En realidad, no falta el aire sino que sobra, ya que no se
elimina correctamente; si se varía el ritmo por medio
de respiraciones pausadas, esta sensación revierte
rápidamente.
· Los síntomas intensos del pánico no
duran más de 10 minutos y no dejan secuelas; sólo
un poco de cansancio similar al experimentado luego de haber
corrido una carrera.
· Durante la crisis, el cerebro activa una alarma pues,
al creer erróneamente que se va a morir, incrementa
el funcionamiento del sistema cardiorrespiratorio; de ahí
las sensaciones tan temidas del pánico.
· La activación fisiológica durante el
ataque de pánico se asemeja a la de correr un colectivo,
subir rápido una escalera, tener relaciones sexuales
o hacer un ejercicio físico cualquiera; la diferencia
radica en que en dichas acciones la persona típicamente
no presta atención a las sensaciones corporales, menos
aún las atribuye a un problema de salud; por lo tanto,
no provocan miedo
Usualmente,
las crisis de pánico revierten en muy pocas sesiones.
Ahora bien, el diagnóstico de trastorno de pánico
es diferente al de ataque de pánico.
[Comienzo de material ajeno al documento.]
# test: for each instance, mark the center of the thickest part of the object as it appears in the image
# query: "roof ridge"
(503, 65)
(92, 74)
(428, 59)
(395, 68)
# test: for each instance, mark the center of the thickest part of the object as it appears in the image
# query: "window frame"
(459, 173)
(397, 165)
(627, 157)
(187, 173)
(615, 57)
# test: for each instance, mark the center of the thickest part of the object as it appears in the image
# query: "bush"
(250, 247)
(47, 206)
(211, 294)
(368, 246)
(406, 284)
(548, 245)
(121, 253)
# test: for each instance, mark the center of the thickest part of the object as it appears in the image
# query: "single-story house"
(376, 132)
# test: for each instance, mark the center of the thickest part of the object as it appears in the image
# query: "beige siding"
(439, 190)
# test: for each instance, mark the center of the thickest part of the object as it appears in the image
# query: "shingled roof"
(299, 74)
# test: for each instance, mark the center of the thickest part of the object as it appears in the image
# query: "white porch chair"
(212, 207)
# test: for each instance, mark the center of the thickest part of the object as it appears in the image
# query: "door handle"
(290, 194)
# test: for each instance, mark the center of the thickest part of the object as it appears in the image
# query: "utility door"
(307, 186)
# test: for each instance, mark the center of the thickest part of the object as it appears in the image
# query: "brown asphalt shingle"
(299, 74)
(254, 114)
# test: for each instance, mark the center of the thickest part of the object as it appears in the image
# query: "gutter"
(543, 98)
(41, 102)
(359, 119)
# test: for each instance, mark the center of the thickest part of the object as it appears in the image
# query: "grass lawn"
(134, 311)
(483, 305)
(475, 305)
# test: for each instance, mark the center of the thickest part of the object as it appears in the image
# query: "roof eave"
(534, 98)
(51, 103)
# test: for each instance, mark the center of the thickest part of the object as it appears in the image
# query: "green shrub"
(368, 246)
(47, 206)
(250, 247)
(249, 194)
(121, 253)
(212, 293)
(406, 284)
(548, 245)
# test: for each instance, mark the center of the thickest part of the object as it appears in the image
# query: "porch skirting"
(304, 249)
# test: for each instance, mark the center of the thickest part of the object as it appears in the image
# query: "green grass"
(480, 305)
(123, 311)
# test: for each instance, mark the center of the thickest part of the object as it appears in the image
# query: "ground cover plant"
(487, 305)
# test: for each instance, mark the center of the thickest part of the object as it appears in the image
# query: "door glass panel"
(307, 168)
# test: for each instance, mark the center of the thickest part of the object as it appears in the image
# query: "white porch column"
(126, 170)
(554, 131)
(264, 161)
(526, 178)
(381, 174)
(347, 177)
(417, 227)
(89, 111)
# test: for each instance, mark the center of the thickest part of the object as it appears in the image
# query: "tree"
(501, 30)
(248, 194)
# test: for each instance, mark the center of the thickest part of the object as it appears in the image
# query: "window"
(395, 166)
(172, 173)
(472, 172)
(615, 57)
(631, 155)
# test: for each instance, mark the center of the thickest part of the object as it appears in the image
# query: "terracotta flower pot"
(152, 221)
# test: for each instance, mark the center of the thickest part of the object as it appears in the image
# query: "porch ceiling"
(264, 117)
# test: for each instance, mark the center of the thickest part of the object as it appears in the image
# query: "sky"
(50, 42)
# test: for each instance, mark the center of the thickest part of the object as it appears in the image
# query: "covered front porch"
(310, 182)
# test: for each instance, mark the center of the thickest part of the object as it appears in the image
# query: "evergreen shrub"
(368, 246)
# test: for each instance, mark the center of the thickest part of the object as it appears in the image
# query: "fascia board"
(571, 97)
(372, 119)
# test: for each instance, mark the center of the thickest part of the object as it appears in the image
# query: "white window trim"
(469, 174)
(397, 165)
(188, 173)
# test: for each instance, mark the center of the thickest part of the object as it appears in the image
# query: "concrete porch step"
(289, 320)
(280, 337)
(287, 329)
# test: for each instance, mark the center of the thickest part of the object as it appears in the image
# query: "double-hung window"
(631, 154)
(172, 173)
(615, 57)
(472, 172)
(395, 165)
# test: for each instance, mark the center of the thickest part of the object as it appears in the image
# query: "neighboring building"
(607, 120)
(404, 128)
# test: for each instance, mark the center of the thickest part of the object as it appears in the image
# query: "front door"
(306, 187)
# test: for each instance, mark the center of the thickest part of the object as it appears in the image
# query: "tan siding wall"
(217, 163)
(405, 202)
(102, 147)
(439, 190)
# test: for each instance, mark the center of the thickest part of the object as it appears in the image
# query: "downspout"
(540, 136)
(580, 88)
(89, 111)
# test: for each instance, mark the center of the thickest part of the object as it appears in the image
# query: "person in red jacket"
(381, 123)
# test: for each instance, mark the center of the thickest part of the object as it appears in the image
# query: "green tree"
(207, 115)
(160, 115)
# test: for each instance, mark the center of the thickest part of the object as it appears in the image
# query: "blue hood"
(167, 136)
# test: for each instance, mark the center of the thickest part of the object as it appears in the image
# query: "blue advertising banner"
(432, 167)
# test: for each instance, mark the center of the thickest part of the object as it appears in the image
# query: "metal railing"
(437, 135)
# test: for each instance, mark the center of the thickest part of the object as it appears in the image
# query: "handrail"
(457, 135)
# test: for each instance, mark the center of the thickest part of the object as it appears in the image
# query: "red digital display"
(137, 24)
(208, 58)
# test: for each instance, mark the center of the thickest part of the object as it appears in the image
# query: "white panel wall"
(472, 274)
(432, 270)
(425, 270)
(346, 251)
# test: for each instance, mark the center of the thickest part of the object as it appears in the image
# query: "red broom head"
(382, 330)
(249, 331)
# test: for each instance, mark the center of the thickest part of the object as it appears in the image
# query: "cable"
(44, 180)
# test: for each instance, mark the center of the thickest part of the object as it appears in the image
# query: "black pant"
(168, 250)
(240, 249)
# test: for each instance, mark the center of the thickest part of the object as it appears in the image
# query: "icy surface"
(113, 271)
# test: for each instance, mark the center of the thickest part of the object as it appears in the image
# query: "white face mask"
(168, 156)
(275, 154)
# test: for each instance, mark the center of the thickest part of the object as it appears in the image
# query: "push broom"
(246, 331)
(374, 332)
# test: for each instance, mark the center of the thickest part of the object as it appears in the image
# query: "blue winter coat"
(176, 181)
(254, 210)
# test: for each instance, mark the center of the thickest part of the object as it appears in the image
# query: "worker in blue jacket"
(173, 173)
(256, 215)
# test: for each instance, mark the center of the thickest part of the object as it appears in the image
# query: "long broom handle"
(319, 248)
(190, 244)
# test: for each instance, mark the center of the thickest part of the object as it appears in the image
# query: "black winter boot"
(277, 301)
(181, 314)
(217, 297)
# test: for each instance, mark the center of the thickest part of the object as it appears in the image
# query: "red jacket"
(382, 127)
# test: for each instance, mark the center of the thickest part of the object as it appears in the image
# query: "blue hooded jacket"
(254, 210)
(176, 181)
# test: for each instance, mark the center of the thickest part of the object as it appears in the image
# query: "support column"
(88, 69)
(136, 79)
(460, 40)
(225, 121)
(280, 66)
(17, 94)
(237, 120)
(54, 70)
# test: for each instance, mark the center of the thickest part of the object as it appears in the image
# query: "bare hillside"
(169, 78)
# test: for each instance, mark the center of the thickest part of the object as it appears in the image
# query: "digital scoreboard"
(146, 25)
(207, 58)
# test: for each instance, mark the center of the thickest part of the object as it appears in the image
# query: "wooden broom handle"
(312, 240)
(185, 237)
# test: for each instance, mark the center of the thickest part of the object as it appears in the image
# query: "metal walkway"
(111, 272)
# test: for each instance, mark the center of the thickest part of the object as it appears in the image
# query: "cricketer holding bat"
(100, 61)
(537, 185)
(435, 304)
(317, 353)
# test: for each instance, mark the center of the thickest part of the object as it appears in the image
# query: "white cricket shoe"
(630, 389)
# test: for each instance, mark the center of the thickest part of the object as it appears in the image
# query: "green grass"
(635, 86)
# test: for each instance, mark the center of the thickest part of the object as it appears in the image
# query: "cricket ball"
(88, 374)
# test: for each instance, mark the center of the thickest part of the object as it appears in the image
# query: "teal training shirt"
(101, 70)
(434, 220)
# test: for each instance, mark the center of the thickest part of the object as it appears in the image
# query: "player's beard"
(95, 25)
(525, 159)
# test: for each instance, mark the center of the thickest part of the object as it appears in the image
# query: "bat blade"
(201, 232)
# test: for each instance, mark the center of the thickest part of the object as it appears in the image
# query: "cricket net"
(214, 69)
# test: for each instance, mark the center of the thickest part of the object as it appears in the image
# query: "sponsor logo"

El trastorno de
pánico contiene como su principal característica
la preocupación permanente por volver a experimentar
un ataque de pánico. En otras palabras, la persona
queda temerosa ante la posibilidad de aparición de
nuevos episodios de pánico, aunque éstos ya
no vuelvan a ocurrir nunca más. El trastorno de pánico
acostumbra presentarse en la mayoría de pacientes que
han padecido crisis de pánico y su remisión
conlleva un trabajo terapéutico más prolongado.
En esta etapa, los pacientes muestran muchos temores a las
más mínimas sensaciones de ansiedad; por esta
razón conviene efectuar psicoeducación acerca
de la ansiedad misma.
Entendiendo
a la ansiedad:
La ansiedad es una emoción
ooo- Por lo tanto, acontece naturalmente
en los humanos al igual que otras emociones como la tristeza,
el enojo, la angustia, la alegría y el júbilo.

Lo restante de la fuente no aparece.